To great fanfare, Joan popped the Level Up Bauble. It provided only a fraction of the XP required for a level 81 to advance to 82.
“For our first order of business: no longer shall the dead of all kinds be confined to church crypts.” Joan looked over the crowd as they soaked this in before continuing. “In this new world that we strive to create, all shall be buried in simple graves, facing the sky and accessible to family and the masses.”
This point gave Calaf a queasy, uneasy lump in his stomach. It was enough to break him out of the spell where he was transfixed alongside the crowd. Everything else Joan had said so far seemed at once blatantly rebellious against all that was holy but also, at some level deep in his gut, just plain common sense.
“And how shall we accomplish this?” Joan asked the crowd. “Well, we have found a vitally important piece for the board. A descendant of the holy twins, a young girl not but twelve years…”

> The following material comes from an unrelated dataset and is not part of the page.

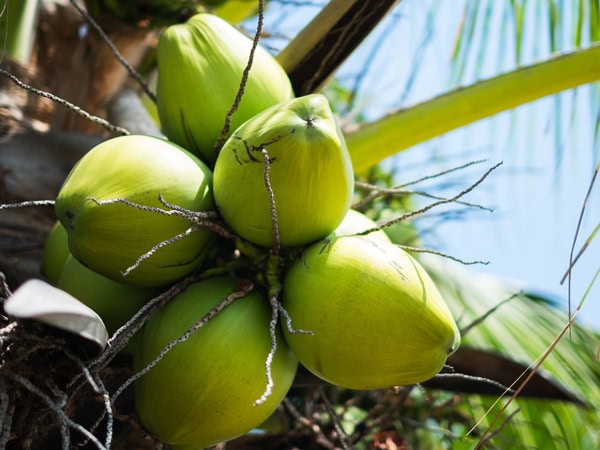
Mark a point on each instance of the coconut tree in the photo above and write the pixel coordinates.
(511, 336)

Calaf looked around, scanning the bailey. Doing his job, trying to avoid thinking about whether this Paladin Joan and her apparent love spoke the truth. There, in a far corner, he saw her:
A slender woman wearing functional and mobility-enhancing travel attire leaned against the fortress walls. She had a tri-corner hat covering most of her face, but it could not mask an overlarge eyepatch over her left eye.
The relic thief seemed to notice Calaf in that moment as well. She shuffled in place and then stood up a little straighter. Her face went from neutral to a sharp smile. Then, she gave him a wink with her good eye.
“Jelena,” Calaf mouthed, almost letting relief and even longing sneak through.